Reklama

Co dalej z rynkiem ropy? Są pierwsze prognozy po izraelskim ataku

Autor. Envato

Ceny ropy mogą tego lata znacząco wzrosnąć, jeżeli Izrael uszkodzi irańską infrastrukturę eksportową, ale w perspektywie kilku miesięcy ropa powinna wrócić do trendu spadkowego - prognozuje bank Goldman Sachs. Podtrzymuje też swoje prognozy cen ropy na 2026 r.

Po ataku Izraela na Iran ceny ropy gwałtownie wzrosły, by potem spaść. W piątek cena Brent jest na poziomie 74 dol. za baryłkę, podczas gdy kilka godzin po pierwszych atakach skoczyła do 78 dol.

Wojna - i co dalej?

W ocenie Goldman Sachs przełożenie wojny na zachowanie rynku ropy będzie co najwyżej przejściowe.
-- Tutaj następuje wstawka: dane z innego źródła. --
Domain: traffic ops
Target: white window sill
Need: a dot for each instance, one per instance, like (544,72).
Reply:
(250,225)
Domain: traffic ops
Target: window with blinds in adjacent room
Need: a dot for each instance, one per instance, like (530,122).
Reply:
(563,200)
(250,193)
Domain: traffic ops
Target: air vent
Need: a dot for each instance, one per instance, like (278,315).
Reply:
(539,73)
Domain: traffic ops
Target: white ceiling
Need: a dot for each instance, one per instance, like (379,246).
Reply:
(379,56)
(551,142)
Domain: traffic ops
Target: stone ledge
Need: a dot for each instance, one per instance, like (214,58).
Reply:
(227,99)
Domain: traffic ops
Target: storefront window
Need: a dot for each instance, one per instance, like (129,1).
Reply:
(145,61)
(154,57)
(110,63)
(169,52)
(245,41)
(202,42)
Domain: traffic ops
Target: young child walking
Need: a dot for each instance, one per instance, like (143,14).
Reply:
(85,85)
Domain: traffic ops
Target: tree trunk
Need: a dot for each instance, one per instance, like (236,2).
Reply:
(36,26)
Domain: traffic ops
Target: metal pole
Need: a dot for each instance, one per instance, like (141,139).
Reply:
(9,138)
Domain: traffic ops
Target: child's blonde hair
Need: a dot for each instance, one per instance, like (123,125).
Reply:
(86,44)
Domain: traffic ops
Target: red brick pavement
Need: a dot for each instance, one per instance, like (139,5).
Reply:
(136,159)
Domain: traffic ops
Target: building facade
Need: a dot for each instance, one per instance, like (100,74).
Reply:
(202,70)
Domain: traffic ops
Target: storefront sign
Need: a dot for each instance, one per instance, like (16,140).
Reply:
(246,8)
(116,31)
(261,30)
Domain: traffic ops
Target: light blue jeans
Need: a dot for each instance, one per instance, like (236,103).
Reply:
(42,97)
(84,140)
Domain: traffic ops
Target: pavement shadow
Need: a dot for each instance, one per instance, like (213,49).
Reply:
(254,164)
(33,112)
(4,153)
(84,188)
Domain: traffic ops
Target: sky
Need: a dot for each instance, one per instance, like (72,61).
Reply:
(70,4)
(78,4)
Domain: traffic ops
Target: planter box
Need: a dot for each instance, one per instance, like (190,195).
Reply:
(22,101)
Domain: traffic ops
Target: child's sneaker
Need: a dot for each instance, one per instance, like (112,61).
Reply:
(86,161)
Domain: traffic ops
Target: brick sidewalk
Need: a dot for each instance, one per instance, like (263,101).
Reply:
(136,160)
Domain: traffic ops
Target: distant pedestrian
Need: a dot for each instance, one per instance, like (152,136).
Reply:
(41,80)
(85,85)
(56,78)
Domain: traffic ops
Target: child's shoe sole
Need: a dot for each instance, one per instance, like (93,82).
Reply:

Jeśli irański eksport na skutek zniszczeń spadnie o 1,75 miliona baryłek dziennie, latem cena Brent może skoczyć do 90 dol. za baryłkę, aby w kolejnych miesiącach szybko spaść w efekcie odbudowy instalacji w Iranie i być może zwiększenia podaży z innych państw OPEC+ - prognozuje bank. Dzisiejszy poziom powinien zostać osiągnięty pod koniec roku. Goldman Sachs przypomina jednocześnie, że dotychczas Izrael nie zaatakował irańskiej infrastruktury eksportowej.

YouTube cover video

Jeśli natomiast irańskie instalacje nie zostaną uszkodzone w trakcie konfliktu, wzrost cen Brent będzie znacznie mniejszy i skończy się powrotem do dzisiejszych poziomów już w październiku.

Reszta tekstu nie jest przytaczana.